Balanced accuracy on training set

[14]:

balanced_accuracy_score(y_train,clf.predict(X_train))

[14]:

1.0

Balanced accuracy on test set

[15]:

balanced_accuracy_score(y_test,clf.predict(X_test))

[15]:

0.8153846153846154

Using RuleXAI to transform the original set¶

[16]:

X_train_org = train_org.drop(columns = "Class")
y_train_org = train_org["Class"]

X_test_org = test_org.drop(columns = "Class")
y_test_org = test_org["Class"]

[17]:

X_train_org.head(5)

[17]:

	A1	A2	A3	A4	A5	A6	A7	A8	A9	A10	A11	A12	A13	A14
0	0	2958.0	175.0	1	4.0	4.0	125.0	0	None	0.0	1	2	280.0	1.0
1	0	NaN	115.0	1	5.0	3.0	0.0	1	1	11.0	1	None	0.0	1.0
2	1	2017.0	817.0	2	6.0	4.0	196.0	1	1	NaN	0	2	60.0	159.0
3	1	1742.0	65.0	2	3.0	4.0	125.0	0	None	0.0	0	2	NaN	101.0
4	None	5867.0	446.0	2	11.0	8.0	304.0	1	1	6.0	0	2	43.0	561.0

[18]:

from rulexai.explainer import Explainer

explainer =  Explainer(X = X_train_org,model_predictions = y_train_org, type = "classification").explain()

[19]:

X_train_tranformed = explainer.fit_transform(X_train_org, selector=None)

[20]:

X_train_tranformed.head(5)

[20]:

	A2 = <19.0, 7037.5)	A8 = {0}	A10 = (-inf, 10.5)	A13 = (-inf, 216.0)	A2 = <2445.5, 4429.0)	A5 = (-inf, 3.5)	A2 = <1816.5, 3779.0)	A13 = <110.0, inf)	...	A6 = <2.0, inf)	A7 = <168.0, inf)	A2 = <29.5, inf)	A5 = <7.5, inf)	A14 = (-inf, 1069.5)	A3 = (-inf, 1080.0)	A5 = <6.5, inf)	A13 = (-inf, 591.5)	A6 = <3.5, inf)
0	1	1	1	0	1	0	1	1	...	1	0	1	0	1	1	0	1	1
1	0	0	0	1	0	0	0	0	...	1	0	0	0	1	1	0	1	0
2	1	0	0	1	0	0	1	0	...	1	1	1	0	1	1	0	1	1
3	1	1	1	0	0	1	0	0	...	1	0	1	0	1	1	0	0	1
4	1	0	1	1	0	0	0	0	...	1	1	1	1	1	1	1	1	1

5 rows × 99 columns

Building a Random Forest model on a prepared dataset by RuleXAI¶

[21]:

from sklearn.ensemble import RandomForestClassifier

clf = RandomForestClassifier(random_state=42)

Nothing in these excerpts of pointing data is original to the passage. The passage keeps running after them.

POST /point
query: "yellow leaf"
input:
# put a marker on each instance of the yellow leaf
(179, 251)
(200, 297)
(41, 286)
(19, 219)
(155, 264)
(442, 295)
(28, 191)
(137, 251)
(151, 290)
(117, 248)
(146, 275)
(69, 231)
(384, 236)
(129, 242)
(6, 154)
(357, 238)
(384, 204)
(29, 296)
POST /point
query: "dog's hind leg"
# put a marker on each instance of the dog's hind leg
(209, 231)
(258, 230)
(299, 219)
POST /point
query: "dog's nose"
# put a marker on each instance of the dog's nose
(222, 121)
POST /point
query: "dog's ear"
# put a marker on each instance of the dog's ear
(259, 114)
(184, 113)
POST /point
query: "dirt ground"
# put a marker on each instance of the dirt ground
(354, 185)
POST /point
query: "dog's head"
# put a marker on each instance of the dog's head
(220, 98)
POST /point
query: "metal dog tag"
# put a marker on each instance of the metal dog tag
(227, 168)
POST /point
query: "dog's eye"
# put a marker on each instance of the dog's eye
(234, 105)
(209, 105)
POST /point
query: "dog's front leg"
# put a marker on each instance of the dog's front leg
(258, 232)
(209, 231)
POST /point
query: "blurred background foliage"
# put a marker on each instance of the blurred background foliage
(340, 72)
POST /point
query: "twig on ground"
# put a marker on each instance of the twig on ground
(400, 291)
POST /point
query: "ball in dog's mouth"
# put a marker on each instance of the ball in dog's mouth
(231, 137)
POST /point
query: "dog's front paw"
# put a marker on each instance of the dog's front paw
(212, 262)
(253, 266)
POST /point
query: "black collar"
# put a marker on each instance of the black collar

clf.fit(X_train_tranformed, y_train_org)

[21]:

RandomForestClassifier(random_state=42)

[22]:

X_test_transformed = explainer.transform(X_test_org)

Balanced accuracy on training set

[23]:

balanced_accuracy_score(y_train_org,clf.predict(X_train_tranformed))

[23]:

1.0

Balanced accuracy on test set

[24]:

balanced_accuracy_score(y_test_org,clf.predict(X_test_transformed))

[24]:

0.844871794871795

Comparing the results obtained with RandomForest on the preprocessed original set (imputation, dummification, normalization) and on the original set transformed with RuleXAI, it can be seen that these results are similar.